Pensé en éste como en una tarde penosa de iridio...nada mas frío que tu mirada, nada más sombrío que mi alma. Ni siquiera pude sostenerte la mirada, ya se me habían cristalizado hasta los pocos glóbulos rojos que me quedaban en el torrente sanguíneo, formando estalacticas angulosas y vacías de cualquier sentido.
Pero... si aprendí que en tu abrazo se diluían uno a uno los abandonos, se fundían las esencias; pero si ni siquiera conocés la noche en la que me dejaste inmersa, ésa en la que me acerco de puntillas hasta la ventana de tus párpados sólo para sentirte cerca y saberte bien.

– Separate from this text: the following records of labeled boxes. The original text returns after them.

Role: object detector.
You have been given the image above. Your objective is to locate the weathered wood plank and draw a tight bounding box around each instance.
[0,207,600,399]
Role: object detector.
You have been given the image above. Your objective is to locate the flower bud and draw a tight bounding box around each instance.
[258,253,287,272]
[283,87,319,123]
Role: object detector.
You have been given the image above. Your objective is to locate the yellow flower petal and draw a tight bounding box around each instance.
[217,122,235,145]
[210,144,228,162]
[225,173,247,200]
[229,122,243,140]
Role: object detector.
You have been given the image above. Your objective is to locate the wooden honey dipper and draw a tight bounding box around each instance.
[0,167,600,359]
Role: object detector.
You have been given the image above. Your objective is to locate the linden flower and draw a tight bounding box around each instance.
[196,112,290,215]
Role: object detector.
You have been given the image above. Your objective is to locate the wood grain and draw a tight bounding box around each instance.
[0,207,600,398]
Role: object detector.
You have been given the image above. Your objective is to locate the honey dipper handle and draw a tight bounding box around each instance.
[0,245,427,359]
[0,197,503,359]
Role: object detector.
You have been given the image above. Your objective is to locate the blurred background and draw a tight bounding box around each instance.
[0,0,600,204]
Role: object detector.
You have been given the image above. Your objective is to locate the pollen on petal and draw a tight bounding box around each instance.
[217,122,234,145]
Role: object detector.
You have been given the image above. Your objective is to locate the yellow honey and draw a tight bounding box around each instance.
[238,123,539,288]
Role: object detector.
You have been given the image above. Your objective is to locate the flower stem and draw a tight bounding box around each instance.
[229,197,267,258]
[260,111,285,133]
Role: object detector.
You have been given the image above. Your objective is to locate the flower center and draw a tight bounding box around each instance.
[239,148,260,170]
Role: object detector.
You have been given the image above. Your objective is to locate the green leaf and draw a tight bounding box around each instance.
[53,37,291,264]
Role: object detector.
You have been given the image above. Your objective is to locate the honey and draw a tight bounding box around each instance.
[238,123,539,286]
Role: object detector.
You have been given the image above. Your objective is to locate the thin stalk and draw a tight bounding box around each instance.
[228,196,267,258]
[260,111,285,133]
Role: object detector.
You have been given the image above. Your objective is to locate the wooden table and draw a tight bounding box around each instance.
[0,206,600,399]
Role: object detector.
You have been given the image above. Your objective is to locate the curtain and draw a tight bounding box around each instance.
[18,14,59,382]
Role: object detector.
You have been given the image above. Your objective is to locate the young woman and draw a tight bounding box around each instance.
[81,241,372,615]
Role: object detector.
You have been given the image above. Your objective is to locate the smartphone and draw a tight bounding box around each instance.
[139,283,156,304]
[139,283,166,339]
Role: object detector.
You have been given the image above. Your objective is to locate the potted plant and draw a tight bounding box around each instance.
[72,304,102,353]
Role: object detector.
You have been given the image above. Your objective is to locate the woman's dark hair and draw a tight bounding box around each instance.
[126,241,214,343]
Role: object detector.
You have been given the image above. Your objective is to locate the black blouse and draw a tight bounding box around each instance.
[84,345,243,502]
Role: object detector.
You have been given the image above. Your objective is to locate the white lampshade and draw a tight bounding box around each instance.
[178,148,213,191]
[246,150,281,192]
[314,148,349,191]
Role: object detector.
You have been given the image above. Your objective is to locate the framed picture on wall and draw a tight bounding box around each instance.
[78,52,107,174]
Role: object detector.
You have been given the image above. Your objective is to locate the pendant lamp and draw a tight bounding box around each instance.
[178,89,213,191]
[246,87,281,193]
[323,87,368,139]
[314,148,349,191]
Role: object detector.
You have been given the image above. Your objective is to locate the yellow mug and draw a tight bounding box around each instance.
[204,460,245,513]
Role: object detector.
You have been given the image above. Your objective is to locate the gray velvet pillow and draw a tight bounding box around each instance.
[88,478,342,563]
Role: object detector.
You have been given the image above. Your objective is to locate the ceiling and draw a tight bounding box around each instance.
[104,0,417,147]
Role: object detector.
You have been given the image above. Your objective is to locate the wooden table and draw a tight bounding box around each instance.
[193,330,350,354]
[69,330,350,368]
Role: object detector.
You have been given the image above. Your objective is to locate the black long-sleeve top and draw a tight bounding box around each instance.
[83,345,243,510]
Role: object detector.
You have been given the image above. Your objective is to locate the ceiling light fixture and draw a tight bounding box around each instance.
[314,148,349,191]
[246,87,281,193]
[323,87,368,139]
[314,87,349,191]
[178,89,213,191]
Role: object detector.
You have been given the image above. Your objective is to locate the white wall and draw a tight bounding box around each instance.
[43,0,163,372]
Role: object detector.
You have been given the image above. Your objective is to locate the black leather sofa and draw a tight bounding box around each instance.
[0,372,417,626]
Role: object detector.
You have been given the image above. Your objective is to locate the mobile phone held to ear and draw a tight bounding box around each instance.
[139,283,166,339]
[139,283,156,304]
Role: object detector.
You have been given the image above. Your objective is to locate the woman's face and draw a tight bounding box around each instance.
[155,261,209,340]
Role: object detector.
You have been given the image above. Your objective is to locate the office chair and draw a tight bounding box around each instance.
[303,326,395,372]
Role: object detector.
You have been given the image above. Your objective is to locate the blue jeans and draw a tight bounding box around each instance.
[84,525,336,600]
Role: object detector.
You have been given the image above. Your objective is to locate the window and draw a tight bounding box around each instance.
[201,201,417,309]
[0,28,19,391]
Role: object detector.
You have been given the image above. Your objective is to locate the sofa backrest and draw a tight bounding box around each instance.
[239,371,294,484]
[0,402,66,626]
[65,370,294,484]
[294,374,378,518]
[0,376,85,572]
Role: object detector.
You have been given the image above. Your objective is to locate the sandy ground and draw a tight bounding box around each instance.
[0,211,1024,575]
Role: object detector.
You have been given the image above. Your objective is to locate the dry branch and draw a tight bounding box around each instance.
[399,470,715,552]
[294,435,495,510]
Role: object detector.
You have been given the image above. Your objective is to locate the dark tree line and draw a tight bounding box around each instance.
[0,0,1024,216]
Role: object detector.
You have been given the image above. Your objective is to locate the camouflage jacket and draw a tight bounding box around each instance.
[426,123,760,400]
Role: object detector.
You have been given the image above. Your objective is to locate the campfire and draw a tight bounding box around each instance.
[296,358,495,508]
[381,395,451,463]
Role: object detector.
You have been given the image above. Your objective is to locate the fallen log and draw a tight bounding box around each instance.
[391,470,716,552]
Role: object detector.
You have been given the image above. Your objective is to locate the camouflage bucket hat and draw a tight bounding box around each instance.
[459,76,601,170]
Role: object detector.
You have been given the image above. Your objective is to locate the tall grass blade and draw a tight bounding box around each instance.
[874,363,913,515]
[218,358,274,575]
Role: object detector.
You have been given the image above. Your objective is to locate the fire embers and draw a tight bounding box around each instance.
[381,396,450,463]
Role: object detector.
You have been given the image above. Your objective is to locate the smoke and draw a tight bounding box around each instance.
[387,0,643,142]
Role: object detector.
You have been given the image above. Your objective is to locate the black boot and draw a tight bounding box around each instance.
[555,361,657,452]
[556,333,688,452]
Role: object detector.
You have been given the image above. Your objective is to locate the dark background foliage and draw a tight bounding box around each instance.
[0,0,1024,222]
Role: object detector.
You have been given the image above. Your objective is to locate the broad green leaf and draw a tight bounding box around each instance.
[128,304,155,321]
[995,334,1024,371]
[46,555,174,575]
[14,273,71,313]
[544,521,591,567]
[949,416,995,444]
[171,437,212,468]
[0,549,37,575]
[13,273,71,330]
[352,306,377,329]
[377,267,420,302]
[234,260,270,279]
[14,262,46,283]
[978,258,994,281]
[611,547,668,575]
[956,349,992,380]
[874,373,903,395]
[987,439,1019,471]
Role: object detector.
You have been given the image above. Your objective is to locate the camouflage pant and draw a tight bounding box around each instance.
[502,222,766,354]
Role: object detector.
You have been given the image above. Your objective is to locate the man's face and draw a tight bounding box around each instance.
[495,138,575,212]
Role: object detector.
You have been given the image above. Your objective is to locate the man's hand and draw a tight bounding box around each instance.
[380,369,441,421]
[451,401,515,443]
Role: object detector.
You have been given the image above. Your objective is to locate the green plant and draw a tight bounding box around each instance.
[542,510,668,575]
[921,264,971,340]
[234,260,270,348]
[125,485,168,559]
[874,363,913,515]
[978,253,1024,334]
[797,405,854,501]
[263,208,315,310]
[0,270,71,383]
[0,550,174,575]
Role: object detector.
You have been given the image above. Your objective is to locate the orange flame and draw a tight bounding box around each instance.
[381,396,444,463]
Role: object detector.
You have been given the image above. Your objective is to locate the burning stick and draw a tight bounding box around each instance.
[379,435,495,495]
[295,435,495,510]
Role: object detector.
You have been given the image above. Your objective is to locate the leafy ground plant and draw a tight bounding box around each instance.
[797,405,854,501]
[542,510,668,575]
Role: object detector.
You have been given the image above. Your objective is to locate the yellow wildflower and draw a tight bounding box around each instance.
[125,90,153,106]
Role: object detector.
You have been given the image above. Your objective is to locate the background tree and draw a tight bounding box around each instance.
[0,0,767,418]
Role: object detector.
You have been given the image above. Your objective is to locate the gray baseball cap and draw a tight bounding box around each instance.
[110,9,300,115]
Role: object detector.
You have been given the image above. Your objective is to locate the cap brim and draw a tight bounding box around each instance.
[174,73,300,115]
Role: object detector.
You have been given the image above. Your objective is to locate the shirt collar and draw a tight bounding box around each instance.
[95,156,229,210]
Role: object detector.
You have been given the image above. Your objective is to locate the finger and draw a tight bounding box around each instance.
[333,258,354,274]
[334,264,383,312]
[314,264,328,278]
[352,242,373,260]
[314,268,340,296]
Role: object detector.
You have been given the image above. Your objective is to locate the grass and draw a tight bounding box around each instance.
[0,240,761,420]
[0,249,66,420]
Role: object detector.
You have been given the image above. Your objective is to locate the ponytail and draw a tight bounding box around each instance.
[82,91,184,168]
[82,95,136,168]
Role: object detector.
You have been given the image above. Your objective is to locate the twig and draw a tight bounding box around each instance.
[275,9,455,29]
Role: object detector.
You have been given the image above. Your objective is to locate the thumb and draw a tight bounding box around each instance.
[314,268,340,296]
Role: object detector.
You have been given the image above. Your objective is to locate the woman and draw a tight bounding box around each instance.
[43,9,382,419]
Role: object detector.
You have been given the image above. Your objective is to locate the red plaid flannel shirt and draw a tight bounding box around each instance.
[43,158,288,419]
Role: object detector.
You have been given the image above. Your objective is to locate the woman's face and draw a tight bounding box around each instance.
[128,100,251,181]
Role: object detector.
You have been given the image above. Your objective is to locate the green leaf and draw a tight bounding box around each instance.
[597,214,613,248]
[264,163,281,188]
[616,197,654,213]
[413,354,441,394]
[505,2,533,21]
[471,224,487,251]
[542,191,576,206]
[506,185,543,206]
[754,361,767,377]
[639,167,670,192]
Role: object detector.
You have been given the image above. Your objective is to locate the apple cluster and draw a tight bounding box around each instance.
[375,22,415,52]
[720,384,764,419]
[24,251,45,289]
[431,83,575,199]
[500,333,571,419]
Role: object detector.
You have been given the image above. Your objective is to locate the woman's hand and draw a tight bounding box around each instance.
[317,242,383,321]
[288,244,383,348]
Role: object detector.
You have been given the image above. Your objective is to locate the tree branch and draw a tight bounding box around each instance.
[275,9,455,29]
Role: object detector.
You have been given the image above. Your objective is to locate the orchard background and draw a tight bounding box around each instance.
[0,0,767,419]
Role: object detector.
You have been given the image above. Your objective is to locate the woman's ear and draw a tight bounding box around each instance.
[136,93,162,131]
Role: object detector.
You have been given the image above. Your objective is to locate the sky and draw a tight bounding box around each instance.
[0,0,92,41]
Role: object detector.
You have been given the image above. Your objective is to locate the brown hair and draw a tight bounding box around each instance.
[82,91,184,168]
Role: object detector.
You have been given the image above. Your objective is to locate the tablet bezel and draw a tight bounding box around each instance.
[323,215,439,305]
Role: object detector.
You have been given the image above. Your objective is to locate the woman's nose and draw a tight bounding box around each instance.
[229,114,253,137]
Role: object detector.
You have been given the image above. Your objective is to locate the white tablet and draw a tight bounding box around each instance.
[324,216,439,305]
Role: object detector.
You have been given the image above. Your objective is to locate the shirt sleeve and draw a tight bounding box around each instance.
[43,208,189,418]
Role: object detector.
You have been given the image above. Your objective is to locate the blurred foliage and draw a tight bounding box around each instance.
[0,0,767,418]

No me dejes. No me dejes no porque yo te ame sino porque el sol vendrá cegandome con su luz blanca y gélida de inviernos y querrá despertarme.
No me dejes. No porque vos no me ames sino porque vas a extrañar este satélite que baila al compás de su inexorable órbita.
Seamos distantes pero estemos juntos, porque el universo es inconmensurable y puede albergar la libertad de ambos.
Separémonos, pero sigamos siendo uno.